There are tonnes of examples of this kind of scenarios in a bear market.....one of the examples is Chinese banking stocks with dividend yield > 8% in Hong Kong market. Despite of generous or progressive payout rate, when sentiments sours, there is nothing you can do about it. It's either get out or just stock checking stock price for a new years.

Posted by FastMoney666 > 2023-09-29 18:21 | Report Abuse

*stop checking

Posted by FastMoney666 > 2023-09-29 18:29 | Report Abuse

Let comment on share buy back of which I think TTB will never agree to it. It's a simple math. Let's say TTB take 140 million cash and buy back at 2.64 at today's closing price, it will reduce outstanding shares about 53 million shares from 140 million to 87 million shares.
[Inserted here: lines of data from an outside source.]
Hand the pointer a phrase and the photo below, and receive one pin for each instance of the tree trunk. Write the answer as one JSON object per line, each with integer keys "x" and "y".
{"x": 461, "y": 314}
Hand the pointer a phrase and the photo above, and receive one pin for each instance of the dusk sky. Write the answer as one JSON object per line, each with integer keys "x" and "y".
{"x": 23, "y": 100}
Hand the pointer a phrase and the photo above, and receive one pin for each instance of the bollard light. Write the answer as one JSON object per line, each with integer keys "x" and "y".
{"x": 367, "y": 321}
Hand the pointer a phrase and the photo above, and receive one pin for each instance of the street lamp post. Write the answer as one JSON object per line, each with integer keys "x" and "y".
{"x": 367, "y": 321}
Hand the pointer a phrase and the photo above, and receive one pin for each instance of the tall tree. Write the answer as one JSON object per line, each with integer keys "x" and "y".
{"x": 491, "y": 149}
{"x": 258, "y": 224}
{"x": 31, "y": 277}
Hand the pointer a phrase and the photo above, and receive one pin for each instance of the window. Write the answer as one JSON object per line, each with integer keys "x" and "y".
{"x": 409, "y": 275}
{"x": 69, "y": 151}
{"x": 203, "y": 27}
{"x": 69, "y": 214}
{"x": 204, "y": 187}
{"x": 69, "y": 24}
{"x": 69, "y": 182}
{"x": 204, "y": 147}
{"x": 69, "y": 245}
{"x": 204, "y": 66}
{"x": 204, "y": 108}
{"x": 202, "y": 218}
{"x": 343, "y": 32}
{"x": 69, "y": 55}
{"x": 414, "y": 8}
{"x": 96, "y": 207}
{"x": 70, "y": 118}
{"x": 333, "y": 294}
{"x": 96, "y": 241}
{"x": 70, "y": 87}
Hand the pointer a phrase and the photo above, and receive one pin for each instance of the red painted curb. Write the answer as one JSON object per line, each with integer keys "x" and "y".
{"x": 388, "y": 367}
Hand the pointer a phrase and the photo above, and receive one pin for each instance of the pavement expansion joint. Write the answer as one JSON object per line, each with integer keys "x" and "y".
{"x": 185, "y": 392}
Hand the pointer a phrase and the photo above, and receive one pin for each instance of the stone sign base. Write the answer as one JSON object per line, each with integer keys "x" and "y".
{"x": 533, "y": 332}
If COL didn't sell a single of their holding of 32 million shares, they ownership will be in percentage wise increase from 23% to 37%.......if they buy a bit more will cross 51%.....then TTB will be checkmate!

dumbMoney

761 posts

Posted by dumbMoney > 2023-09-30 01:24 | Report Abuse

It is a company's performance that determines share price and price premium or discount, not dividend policy. The BOD should read up on Modigliani & Miller's theorem on capital structure of the firm to get a better understanding of corporate finance. It is simple enough even for non MBA's to understand. Share price will react to results announcements, but when share price goes ex dividend, it usually adjust downwards by the amount of the dividend, so there is no net gain overall. This is why when they report share price change ex-dividend, it is net of the dividend amount. Basing dividend policy on share price discount rather than profitability is indeed unique and innovative, but does it work? You have the perverse result that when a company makes plenty of profit and share price is at a premium, shareholders are rewarded with the minimum dividend of 1%, but if it is losing money and share price is at a big discount, shareholders get a bumper dividend.

dumbMoney

761 posts

Posted by dumbMoney > 2023-09-30 01:34 | Report Abuse

Paying a big dividend will not save the share price or discount due to bad results or corporate governance, it is that simple.